Ever a fan of a solid English Pub and totally willing to try an Irish-style venue in the states, we entered into a dark, low-ceiling-ed, wide-walled room abundant in cheering football fans (European connotation implied, per the atmosphere). I knew the moment i saw the walls were lined with fraying book and capped off with those enormous cathedral lamps it was true love.

(i’m not sure any photo could convey how massive these are, but this is my best effort!)

And though the atmosphere to a true hole-in-the-wall is key, the food is what makes Bull McCabes unparalleled. Sure, there’s eat-able pub food, but the cuisine served at this place rivaled the stuff i consumed in the UK. Of the menu, i have sampled (or rather, unapologetically gorged myself on): bangers & mash (my favorite), fish & chips, a BLT with added avocado. All come with their great, thinly-cut and perfectly-seasoned fries. And, of course, the beer selection is vast and (i’m sure, though i have not sampled it) sumptuous.

(the fish & chips)

(my sweet tea)

(though this is a diet coke, the caption on the glas sreads: off-centered ales for off-centered people. (love!))

All in all, going to Bull McCabes is ever a treat.
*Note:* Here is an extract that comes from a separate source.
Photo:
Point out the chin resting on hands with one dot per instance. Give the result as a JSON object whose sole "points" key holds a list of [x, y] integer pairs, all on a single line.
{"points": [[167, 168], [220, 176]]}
Having now ventured with my mom for some great whimsical maternal-themed wandering, a Sunday brunch, and a delightful evening out i’d easily say this restaurant passes for any occasion wherein you seek good food, authentic and awesome atmosphere, and a splendid time.

(evidence of food consumption being of extraordinarily high yumm levels)

Condensed McMizziview:

Price: 1.5 – 2.3 (0 being fast food, 5 being somewhere super-fancy and of multiple courses (this menu is also contingent on size of portion & time of day))             Atmosphere: 5 (0 being fast food boring, 5 being the full experience of delicious things for eyes and mouth and ears!)                                                                                        Delectability of Food: 4.3 (0 being fast food, 5 being mouth-explosion crazed-good)

Things of interest to future McCabes-ers: website; location; full menu

*for non-locals: “The Triangle” is what we Carolinians confined to the cities/greater areas of Raleigh, Durham, Chapel Hill, & questionably Cary use to refer to these very places. This is because Raleigh, Durham, and Chapel Hill form something of a geographical triangle on a map (so clever! Bah!).

current jam: ‘mud on the tires’ brad paisley.

best thing: baskets of chocolate shared and family-growing.